The biggest financial mistakes I see don't require a bad investment or a market crash.

They require nothing at all. Just a decision that never got made.

The business owner who skipped the SEP-IRA setup because it never felt urgent. The six figures sitting in a savings account for three years because nobody could agree on what to do with it. The tax move that required an October conversation and never happened.

None of these cost anything to fix. They cost a lot to ignore.

Here are the four I see most often:

The allocation that never got reviewed. A portfolio built for one season of life gets carried into the next by inertia. Not because anyone decided it was still right. Because nobody decided anything. The $0 decision is to look at it once a year and ask whether it still fits.

The cash that never got put to work. People treat idle cash as a neutral choice. It is not. Inflation makes it an active negative return. The $0 decision is to define what the cash is for and move it accordingly.

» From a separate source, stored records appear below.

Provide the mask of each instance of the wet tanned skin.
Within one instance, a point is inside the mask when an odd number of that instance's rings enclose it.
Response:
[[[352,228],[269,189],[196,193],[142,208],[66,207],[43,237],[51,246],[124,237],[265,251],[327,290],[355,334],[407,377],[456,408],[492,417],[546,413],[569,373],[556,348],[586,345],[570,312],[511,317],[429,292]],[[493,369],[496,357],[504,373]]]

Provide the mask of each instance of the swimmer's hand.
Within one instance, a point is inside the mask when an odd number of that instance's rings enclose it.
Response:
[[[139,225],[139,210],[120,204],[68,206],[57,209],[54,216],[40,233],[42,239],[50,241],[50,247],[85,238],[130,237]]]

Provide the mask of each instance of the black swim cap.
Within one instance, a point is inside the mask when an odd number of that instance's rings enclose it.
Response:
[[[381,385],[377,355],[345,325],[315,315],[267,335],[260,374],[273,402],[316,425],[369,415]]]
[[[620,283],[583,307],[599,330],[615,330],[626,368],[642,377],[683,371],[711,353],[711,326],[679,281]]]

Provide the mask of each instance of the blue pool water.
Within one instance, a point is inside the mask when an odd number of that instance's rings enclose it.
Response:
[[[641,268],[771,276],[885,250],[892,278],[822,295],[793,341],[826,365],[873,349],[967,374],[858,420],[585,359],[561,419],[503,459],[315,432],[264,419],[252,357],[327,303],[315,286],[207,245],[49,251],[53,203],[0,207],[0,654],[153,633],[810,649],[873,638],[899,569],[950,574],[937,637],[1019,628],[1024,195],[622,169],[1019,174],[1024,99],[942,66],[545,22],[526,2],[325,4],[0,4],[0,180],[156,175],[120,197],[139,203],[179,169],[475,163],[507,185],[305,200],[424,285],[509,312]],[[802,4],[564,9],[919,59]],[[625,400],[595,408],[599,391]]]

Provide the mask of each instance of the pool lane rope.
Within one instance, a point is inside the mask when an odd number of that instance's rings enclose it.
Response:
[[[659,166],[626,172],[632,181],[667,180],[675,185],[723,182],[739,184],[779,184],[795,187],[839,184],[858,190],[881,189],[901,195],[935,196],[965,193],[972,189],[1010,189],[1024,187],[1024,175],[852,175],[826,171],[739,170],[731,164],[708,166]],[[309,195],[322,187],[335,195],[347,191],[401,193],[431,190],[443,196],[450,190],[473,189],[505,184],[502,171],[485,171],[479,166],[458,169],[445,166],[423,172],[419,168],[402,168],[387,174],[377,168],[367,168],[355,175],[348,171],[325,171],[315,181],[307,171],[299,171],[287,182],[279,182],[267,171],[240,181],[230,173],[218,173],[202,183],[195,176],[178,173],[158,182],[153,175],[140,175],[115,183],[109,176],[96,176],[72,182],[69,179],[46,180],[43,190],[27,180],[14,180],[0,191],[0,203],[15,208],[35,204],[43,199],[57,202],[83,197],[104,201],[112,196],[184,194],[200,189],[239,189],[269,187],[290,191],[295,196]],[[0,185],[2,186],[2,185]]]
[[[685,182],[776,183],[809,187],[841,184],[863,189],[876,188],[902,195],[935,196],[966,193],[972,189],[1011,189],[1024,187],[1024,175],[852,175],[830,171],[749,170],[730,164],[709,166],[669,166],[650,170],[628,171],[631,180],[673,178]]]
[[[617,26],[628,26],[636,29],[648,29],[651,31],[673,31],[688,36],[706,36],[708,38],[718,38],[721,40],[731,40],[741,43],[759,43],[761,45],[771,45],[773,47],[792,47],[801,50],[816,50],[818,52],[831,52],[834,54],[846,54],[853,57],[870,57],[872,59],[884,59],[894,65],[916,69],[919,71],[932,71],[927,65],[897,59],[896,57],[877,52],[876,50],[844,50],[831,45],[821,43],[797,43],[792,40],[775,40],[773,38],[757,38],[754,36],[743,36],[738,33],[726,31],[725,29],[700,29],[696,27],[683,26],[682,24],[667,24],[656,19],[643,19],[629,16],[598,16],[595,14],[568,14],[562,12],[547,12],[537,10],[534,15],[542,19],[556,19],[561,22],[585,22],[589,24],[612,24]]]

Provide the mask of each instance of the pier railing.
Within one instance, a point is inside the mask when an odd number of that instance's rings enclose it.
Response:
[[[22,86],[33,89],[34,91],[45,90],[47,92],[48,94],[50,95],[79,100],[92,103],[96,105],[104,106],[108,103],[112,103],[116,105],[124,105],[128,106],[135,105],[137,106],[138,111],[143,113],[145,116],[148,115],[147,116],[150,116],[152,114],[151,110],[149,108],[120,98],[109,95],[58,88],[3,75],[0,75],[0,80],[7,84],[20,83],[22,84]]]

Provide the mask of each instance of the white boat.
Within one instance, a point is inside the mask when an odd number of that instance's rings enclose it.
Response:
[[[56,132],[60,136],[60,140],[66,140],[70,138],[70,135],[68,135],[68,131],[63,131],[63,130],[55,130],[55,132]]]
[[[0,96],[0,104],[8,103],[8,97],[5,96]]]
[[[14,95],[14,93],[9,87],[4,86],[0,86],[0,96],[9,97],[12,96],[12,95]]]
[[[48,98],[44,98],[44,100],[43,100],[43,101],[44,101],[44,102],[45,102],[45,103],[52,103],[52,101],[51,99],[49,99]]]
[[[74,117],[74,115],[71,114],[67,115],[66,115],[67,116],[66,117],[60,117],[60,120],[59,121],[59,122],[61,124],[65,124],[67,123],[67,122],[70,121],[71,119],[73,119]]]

The tax move that did not happen. Year-end planning has a hard deadline. After December 31, the opportunity is gone. Tax-loss harvesting, Roth conversions, income timing. These are decisions that cost nothing to execute and can shift a meaningful amount of what you keep. The $0 decision is to have the conversation in October, not April.

The account that never got opened. Solo 401(k), SEP-IRA, HSA. For business owners and self-employed people, these are among the most powerful tools available. Many go unused not because they are inaccessible but because they require one afternoon of paperwork. The $0 decision is to block the time.

The pattern across all of these is the same. The gap is not resources. It is attention, and a system that puts the decision in front of you at the right time.

You do not need more money to make better decisions with the money you have. You need to know which decisions are already on the table.